April 4, 2017
Filed under Opinion
Hang on for a minute...we're trying to find some more stories you might like.
Email This Story
Within the past few decades, transgender people have been more and more accepted in their communities. Even after all the progress that’s been made, there is still a lot of prejudice surrounding them, even after all of the progress that has been made.
People have faced harassment based on their sexual identity and orientation on a daily basis. And, in some countries, you’d be executed. Luckily, in America, there are laws that help to prevent this from happening. Jefferson County has even taken steps to protect transgender students. According to the Jeffco Code of Conduct, a student’s role is, “To refrain from any conduct, which discriminates against other students on the basis of race, color, religion, national origin, ancestry, sex, sexual orientation, age or disability. Sexual orientation is a person’s orientation toward heterosexuality, homosexuality, bisexuality, or transgender status or perception of the individual’s sexual orientation,” Meaning, any harassment towards someone based on their transgender status will not be tolerated. Jeffco has also confirmed that they are willing to accommodate students who want to use the bathroom according to the gender they identify as.
I sat down with Larry Shavers, sponsor of the Gay Straight Alliance here at Green Mountain High School. “It’s the same fight that gay people have had, it’s the same fight that black people have had, it’s the same fight that Hispanics have right now. It’s the constant feeling that anything outside of the norm, the white cisgendered straight male norm is scary, and it’s fearful to some of those that are white cisgendered straight males. Even women have their own struggles, still, to this day. I hate the fact that it’s just constantly,’if you aren’t in this mold, then you’re gonna have some sort of issue.’ And it’s so sad.” A cisgendered person is someone whose gender identity is the same as the sex they were born as.

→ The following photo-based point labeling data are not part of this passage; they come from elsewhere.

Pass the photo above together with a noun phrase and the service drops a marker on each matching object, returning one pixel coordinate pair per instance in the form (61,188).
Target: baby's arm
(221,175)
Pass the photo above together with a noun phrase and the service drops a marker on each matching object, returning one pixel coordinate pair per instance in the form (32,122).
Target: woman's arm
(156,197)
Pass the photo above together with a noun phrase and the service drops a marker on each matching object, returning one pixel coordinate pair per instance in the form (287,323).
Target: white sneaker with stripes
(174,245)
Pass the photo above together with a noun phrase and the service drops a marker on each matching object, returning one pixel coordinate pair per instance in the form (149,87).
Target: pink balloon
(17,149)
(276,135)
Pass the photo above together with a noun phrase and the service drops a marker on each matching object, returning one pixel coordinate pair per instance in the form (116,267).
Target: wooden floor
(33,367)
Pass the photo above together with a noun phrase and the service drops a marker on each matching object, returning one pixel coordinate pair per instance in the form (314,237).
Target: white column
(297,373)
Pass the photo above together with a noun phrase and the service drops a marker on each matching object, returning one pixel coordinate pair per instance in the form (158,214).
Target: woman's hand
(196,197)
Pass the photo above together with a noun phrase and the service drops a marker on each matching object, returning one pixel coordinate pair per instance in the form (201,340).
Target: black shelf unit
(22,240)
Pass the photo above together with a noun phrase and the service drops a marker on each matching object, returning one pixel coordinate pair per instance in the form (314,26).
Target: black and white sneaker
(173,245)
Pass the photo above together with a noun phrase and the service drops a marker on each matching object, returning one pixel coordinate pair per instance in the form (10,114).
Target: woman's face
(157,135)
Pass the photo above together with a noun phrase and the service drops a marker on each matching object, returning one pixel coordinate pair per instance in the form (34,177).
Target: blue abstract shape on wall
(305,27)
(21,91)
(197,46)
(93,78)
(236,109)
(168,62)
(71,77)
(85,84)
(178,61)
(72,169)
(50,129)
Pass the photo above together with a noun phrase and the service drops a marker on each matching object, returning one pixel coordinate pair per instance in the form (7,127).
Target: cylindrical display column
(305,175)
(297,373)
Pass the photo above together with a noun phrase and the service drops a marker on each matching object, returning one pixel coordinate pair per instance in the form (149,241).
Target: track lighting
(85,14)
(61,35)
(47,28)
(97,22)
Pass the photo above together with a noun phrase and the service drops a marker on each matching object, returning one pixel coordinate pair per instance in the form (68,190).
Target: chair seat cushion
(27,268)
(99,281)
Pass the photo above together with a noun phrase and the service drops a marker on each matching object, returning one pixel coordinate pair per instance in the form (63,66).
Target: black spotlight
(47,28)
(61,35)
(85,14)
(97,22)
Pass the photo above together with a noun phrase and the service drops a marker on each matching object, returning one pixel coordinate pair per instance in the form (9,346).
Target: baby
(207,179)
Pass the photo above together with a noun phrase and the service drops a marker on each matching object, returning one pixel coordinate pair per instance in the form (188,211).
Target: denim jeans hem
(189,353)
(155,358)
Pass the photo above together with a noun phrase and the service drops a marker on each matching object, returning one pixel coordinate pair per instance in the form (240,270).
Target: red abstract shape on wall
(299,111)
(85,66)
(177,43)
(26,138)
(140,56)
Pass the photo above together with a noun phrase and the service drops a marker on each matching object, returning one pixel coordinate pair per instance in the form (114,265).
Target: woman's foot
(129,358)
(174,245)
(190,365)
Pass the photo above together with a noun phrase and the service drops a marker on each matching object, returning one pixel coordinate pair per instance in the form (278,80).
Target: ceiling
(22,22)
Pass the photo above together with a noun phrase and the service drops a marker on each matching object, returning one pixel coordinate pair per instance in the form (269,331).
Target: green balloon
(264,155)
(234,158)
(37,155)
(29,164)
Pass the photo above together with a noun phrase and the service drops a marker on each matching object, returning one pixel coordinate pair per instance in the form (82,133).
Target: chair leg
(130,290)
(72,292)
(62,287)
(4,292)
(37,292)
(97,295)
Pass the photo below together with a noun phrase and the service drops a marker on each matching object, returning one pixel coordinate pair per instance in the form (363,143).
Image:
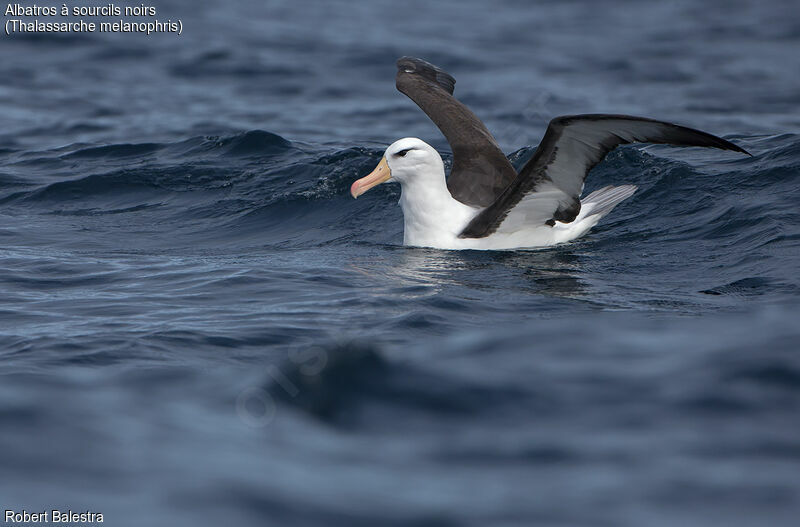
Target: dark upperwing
(570,148)
(480,172)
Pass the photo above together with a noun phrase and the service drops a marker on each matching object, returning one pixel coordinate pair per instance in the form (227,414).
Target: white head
(406,161)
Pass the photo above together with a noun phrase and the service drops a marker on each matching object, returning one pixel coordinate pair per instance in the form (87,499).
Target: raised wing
(550,184)
(481,172)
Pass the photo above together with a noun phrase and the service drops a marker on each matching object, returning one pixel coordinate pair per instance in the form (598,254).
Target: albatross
(485,203)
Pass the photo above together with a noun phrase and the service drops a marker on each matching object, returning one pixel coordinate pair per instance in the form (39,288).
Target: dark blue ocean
(199,325)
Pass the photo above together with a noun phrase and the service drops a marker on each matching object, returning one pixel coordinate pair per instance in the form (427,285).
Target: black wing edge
(428,71)
(681,136)
(489,220)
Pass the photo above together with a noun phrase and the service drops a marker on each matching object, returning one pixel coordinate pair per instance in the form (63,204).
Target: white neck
(432,217)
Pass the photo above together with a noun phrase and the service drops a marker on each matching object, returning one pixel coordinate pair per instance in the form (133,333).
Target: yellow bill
(381,173)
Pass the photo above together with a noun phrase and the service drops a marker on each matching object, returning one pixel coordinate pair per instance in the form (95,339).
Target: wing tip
(431,72)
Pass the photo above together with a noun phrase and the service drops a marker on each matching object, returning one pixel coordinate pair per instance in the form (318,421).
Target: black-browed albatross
(485,203)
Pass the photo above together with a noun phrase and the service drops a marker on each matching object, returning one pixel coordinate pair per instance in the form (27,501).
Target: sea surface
(199,325)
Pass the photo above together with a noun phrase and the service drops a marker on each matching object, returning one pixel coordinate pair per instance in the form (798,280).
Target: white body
(433,218)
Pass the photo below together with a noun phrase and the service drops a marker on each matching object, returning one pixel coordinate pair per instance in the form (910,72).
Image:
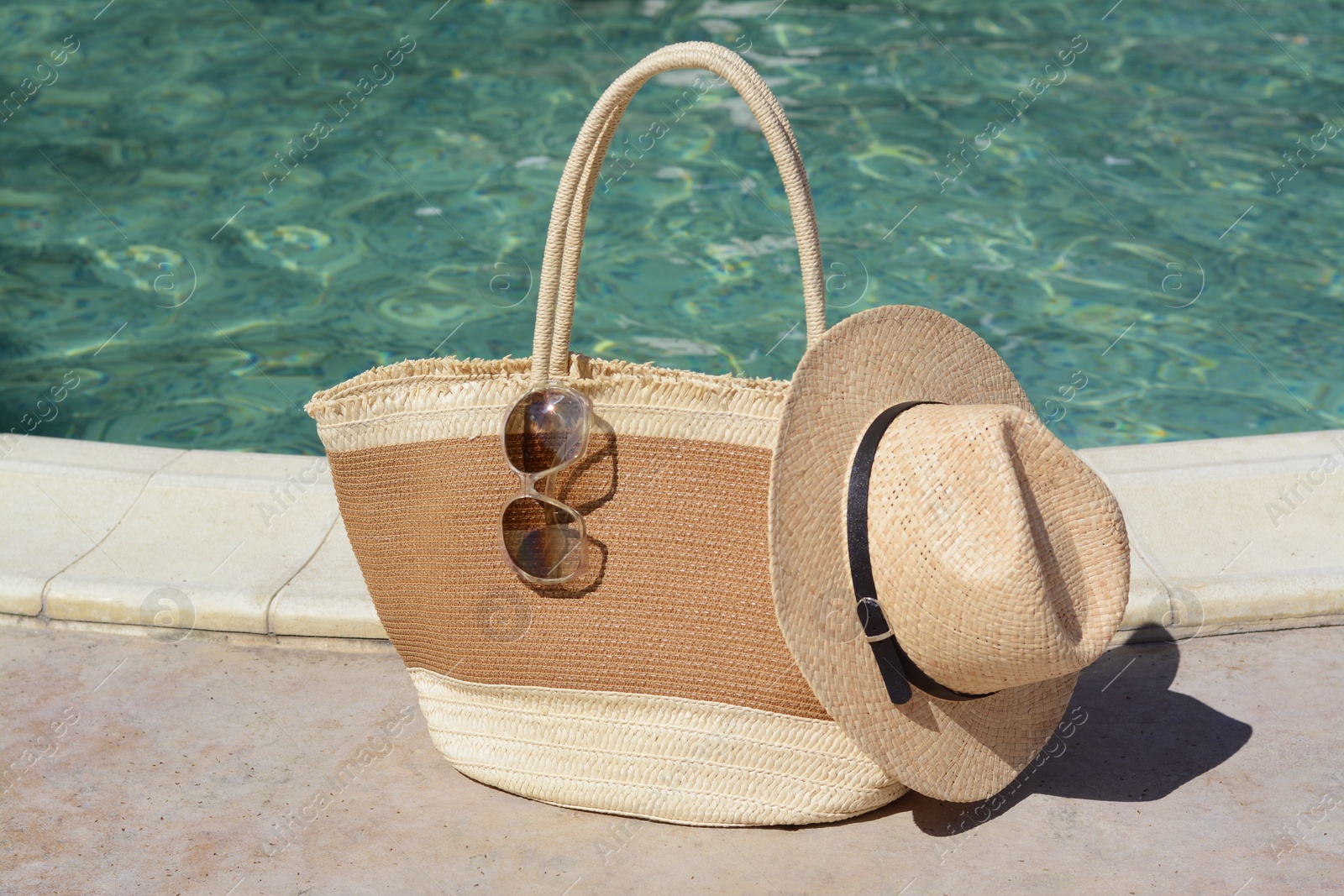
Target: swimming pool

James Buck, a transgender student commented, “It’s kind of like, can I go pee? Because sometimes I look like a man, so I’m like, in the women’s bathroom, and everyone’s like, ‘ew’, why are you in here?’ And you go to the men’s bathroom, and you’re just like, ‘Oh my God, am I gonna get beat up? What’s gonna happen? Am I gonna get fined?’”
When asked about how the community is, Buck said, “I think all of my teachers are pretty accepting, especially the counselors.” And while James is absolutely correct, and things are great in our little community, the National Coalition of Anti-Violence Programs claims “transgender people were 3.7 times more likely to experience police violence compared to cisgender survivors and victims.” This statistic proves that the fight isn’t over yet.
“I’m constantly worried for my students who are more out about being transgender, that they will be constantly bullied or harassed about it,” explained Shavers. “There’s a lot of misinformation out there. And that’s what creates a stigma…I think it’s a fear of the unknown, a fear of their ignorance.”